Thursday, October 19, 2017

Restaurants List Updated

I've updated my list of local Las Vegas restaurants with ten new entries, including Andre's Bistro and Marche Bacchus. Check out my list of restaurants to see all of my current favorites.

Marche Bacchus at Desert Shores
What are your favorite local Las Vegas restaurants?
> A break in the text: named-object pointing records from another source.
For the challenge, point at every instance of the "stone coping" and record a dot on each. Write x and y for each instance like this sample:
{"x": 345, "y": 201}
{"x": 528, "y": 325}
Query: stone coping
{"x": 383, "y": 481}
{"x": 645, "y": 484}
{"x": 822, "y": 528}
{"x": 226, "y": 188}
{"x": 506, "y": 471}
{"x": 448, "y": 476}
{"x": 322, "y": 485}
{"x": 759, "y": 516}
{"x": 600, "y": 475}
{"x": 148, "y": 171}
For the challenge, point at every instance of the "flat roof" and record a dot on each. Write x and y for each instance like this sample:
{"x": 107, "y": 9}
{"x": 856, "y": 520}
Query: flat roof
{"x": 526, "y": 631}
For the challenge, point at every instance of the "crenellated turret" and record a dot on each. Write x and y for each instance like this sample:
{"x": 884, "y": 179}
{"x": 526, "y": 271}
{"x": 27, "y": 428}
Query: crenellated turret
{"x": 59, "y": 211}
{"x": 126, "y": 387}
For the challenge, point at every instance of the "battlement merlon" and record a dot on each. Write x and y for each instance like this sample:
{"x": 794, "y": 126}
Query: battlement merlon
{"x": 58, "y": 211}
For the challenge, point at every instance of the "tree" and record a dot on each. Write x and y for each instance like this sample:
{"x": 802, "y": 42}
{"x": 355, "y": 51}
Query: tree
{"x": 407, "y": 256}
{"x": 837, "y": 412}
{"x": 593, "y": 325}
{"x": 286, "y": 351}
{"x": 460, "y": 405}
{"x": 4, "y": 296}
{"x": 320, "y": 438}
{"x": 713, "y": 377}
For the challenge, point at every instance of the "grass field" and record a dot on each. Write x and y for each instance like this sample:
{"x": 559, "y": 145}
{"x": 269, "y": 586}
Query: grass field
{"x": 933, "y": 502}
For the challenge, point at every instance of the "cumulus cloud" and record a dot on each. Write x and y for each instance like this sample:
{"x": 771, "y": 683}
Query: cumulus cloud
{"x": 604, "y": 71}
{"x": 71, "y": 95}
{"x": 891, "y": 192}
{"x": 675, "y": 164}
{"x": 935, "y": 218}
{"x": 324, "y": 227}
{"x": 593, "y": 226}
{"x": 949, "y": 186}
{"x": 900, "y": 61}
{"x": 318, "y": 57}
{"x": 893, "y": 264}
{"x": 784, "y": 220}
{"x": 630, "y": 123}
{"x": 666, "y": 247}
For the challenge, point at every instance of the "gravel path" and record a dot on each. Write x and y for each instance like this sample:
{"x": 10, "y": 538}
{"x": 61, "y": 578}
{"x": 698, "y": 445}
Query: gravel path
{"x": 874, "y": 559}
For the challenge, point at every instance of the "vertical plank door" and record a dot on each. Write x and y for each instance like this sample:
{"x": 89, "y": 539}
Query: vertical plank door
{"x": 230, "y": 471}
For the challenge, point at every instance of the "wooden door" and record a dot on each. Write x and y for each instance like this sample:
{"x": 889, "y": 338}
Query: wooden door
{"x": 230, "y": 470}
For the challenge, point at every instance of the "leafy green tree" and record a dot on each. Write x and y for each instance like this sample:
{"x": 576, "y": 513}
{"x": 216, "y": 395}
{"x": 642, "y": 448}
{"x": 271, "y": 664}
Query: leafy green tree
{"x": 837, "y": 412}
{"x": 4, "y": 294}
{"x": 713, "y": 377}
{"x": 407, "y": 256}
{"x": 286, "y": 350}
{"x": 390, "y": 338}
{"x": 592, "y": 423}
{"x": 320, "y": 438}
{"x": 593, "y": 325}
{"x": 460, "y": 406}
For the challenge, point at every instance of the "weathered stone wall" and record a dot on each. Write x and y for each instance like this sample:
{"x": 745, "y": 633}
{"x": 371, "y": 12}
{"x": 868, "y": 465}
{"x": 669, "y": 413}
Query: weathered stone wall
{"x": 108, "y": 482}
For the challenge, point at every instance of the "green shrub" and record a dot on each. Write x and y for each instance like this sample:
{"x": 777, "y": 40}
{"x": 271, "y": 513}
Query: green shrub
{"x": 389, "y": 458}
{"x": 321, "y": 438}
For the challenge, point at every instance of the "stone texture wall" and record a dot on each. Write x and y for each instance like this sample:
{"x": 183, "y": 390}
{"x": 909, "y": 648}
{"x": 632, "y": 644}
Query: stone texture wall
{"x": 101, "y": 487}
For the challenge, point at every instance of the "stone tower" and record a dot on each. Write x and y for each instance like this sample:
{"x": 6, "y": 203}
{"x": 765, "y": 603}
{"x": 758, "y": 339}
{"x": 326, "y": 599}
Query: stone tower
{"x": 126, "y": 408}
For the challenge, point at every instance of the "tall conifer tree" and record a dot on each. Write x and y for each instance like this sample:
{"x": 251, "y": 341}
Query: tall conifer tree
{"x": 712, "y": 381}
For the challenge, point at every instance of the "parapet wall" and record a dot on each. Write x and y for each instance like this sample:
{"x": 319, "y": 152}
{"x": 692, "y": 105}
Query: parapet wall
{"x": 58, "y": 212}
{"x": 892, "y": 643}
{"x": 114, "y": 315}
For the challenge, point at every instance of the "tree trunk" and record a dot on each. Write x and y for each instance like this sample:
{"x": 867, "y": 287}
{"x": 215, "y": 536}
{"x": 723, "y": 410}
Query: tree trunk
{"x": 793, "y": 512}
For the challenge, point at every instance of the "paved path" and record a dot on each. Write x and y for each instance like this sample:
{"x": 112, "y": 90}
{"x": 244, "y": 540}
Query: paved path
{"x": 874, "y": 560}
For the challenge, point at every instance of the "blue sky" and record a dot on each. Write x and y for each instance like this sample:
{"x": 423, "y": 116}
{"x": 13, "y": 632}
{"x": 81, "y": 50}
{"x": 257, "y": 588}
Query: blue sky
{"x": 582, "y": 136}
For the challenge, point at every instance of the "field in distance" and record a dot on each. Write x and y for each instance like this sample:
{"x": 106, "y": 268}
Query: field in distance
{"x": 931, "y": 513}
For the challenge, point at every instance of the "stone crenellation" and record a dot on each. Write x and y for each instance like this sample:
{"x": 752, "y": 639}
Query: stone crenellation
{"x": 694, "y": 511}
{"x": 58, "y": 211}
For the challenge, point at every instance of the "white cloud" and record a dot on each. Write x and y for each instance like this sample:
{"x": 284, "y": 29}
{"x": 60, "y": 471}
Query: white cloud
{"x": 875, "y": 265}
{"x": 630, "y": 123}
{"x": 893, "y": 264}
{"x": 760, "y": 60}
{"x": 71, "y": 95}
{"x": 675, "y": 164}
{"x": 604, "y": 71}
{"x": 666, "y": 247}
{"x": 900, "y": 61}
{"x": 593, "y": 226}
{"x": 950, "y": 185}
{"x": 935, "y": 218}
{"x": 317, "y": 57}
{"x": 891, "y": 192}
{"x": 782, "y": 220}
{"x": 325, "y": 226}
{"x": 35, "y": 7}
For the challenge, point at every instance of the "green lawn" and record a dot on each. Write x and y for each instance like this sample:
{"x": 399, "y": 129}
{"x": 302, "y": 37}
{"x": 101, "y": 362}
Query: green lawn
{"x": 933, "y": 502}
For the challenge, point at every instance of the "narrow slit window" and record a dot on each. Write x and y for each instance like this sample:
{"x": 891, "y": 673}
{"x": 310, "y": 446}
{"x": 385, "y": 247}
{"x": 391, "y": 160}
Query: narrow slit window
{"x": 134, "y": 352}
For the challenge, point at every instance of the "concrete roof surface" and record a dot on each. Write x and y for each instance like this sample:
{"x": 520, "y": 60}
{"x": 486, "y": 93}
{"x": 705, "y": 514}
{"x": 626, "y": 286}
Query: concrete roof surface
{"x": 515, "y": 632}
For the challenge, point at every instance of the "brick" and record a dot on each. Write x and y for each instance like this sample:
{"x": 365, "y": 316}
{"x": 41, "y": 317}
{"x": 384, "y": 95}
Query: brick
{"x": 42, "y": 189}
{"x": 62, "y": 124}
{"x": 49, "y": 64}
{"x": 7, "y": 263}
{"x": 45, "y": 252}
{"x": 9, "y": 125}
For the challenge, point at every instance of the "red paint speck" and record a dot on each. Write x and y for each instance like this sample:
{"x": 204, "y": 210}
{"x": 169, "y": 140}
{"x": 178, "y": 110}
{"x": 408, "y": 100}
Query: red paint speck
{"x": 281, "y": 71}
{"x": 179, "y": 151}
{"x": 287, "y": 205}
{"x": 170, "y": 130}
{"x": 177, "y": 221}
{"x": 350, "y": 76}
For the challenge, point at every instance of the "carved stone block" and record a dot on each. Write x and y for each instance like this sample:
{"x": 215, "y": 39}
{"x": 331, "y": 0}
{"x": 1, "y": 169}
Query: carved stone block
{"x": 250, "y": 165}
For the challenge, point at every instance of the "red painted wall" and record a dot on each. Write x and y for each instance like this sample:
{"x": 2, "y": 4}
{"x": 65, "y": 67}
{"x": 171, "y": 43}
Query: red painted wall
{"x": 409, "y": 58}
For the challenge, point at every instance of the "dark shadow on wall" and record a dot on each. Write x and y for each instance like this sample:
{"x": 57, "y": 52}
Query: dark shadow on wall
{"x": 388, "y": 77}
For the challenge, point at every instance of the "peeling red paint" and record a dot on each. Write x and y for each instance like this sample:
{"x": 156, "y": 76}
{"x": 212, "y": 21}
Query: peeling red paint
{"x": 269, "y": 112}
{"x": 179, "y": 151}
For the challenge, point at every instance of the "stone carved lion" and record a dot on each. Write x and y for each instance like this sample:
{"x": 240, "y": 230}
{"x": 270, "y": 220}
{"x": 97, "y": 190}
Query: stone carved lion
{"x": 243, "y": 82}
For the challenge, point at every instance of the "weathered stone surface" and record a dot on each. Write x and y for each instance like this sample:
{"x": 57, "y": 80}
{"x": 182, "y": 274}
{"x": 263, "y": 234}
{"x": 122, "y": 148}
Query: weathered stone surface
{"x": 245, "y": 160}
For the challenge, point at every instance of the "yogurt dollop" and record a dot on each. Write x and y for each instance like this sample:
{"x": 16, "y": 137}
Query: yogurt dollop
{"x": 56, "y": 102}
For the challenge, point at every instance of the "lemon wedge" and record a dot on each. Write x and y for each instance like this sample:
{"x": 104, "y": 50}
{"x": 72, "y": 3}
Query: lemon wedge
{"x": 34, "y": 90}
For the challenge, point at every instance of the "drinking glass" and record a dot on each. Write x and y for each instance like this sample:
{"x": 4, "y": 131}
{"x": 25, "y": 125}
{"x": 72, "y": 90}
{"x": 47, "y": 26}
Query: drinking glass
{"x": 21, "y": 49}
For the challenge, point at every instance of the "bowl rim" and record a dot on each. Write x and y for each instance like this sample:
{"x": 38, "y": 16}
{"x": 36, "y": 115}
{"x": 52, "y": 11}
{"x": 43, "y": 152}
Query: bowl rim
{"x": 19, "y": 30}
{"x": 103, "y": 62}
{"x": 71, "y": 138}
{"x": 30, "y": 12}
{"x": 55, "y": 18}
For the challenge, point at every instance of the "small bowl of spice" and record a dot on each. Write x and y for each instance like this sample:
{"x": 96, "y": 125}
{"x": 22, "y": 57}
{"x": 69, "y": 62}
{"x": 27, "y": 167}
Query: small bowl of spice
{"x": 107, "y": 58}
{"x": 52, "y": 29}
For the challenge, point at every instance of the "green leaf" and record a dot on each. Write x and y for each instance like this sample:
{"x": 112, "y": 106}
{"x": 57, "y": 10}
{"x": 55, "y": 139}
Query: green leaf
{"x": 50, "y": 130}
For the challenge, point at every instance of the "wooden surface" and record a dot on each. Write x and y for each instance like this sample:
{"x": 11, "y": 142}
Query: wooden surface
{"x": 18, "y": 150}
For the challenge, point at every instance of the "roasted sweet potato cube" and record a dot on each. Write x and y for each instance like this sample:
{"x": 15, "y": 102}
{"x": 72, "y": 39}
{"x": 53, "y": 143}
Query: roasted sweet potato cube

Leave your suggestion in the comments!

Photo by Terrisa Meeks

Friday, October 13, 2017

Photo Friday in Las Vegas: Lou Ruvo Center for Brain Health

I was downtown today and stopped at the Lou Ruvo Center for Brain Health to take photos of its signature twisty Frank Gehry design, including inside its incredible event center.


All photos by Terrisa Meeks

Wednesday, October 11, 2017

Las Vegas Farmers Markets

Visit a farmers market and you’ll never want to buy tasteless grocery store produce again (I’m looking at you, tomatoes).

I believe the old truism, “Food is medicine,” and as a result I’ve been spending more time at farmers markets lately. Eating more fruits and veggies is a good idea no matter where you buy them, but if you want produce at the peak of its taste and nutritional value, farmers markets are the way to go.
Tivoli Village Farmers Market
You can find farmers markets throughout the week at a variety of places in the Las Vegas valley. While most of the produce comes from California, you’ll find locally produced honey, eggs, herbs, and micro-greens. These markets are small in comparison to what you’ll find in greener areas, so if you're looking for something on the scale of a farmers market in California or Oregon, dial down your expectations. 

Since we’re in the desert, much of the food at our farmers markets comes from further away than the locavore’s gold standard of being produced within 100 miles--but the 400 miles between Vegas and Fresno is far less than the miles most produce travels before hitting the grocery store shelves. It’s also been allowed to ripen before being picked, which is why it all tastes so good.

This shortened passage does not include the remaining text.